With her DGA nod, The Hurt Locker director Kathryn Bigelow looks more and more like the frontrunner heading into the big show. She's already racked up Best Director honors from the Los Angeles and New York Film critics' groups. Those led to the National Society of film Critics crowning her 2009's best, no surprise since the movie world doesn't really acknowledge the existence of an America beyond the Thirty Mile Zone and Manhattan. Bigelow would be the first woman in the 82-year history of the Academy Awards to win Best Director. And we all know how Hollywood loves patting itself on its Armani -padded back for breaking barriers decades after they should have been destroyed (see: Halle Berry, Denzel Washington).

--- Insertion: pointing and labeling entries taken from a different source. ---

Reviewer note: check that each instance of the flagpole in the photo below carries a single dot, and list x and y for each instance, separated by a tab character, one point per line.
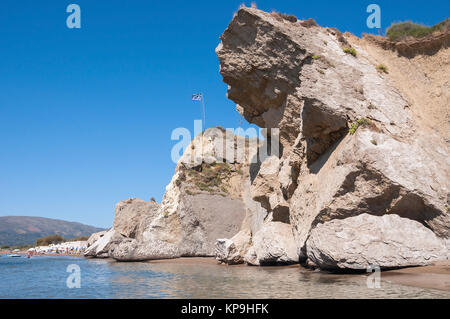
204	116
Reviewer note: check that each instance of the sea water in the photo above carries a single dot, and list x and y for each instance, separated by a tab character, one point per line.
47	277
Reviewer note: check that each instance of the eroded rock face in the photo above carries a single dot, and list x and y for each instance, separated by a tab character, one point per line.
297	77
358	242
132	216
101	247
207	199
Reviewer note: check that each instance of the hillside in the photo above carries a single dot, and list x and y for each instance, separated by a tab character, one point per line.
22	230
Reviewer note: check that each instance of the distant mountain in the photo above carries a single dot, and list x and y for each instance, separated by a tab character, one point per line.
22	230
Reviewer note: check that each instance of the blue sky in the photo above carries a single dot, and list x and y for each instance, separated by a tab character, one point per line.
86	115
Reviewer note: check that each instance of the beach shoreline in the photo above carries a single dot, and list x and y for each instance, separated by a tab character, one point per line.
25	253
435	276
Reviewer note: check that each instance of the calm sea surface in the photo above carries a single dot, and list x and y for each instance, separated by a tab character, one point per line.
45	277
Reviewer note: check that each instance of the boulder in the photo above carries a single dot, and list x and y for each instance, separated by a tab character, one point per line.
206	200
349	142
130	213
101	247
273	244
94	237
388	241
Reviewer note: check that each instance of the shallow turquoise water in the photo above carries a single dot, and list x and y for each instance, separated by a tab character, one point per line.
45	277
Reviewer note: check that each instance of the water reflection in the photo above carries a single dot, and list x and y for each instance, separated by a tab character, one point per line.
206	280
45	277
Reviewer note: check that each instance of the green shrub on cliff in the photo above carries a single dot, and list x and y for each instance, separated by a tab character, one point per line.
351	51
361	122
403	30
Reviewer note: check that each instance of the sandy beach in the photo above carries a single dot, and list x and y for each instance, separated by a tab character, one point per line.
436	276
24	252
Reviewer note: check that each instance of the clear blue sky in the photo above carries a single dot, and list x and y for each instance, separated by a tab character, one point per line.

Anyway, Bigelow seems like a delight. The only trouble she might cause at the Kodak Theater would revolve around ex-husband, fellow DGA (and likely Oscar) nominee and King of the World James Cameron (Avatar). Cameron is not exactly known as a sweetheart around the smoggy Burbank backlots. He's even mean to autograph-seeking fanboys! But the man comes along every dozen or so years to drop a box office beast that keeps the rest of Hollywood afloat, so expect his distinctive brand of Canadian megalomania to battle Jack Nicholson's black shades for the ceremony spotlight.
Next we have fidgety chatterbox Quentin Tarantino (Inglourious Basterds). When not rambling away as an erstwhile American Idol judge (QT's critiques actually made Paula Abdul's seem cogent) Tarantino likes to show up drunk on Leno for a giant chin-off and proclaim to the world that Brad Pitt, despite denying it, is still a big stoner.
Then we've got Up In The Air's mouthbreathing hoverer Jason Reitman (who made the big mistake of talking smack to a Friend of Tom Ford in front of a Times journalist) and possible borderline abuse-abettor Lee Daniels (Precious) rounding out the field.
Regardless of the winner and whatever catfights ensue on the interminable march to the Oscar podium, this looks to be the most interesting year for Best Director since Roman Polanski came out of left field (and through a satellite feed) to win for The Pianist in 2002.
Speaking of Polanski, the man currently under the most enviable house arrest ever might actually be in La La Land during the ceremony this year!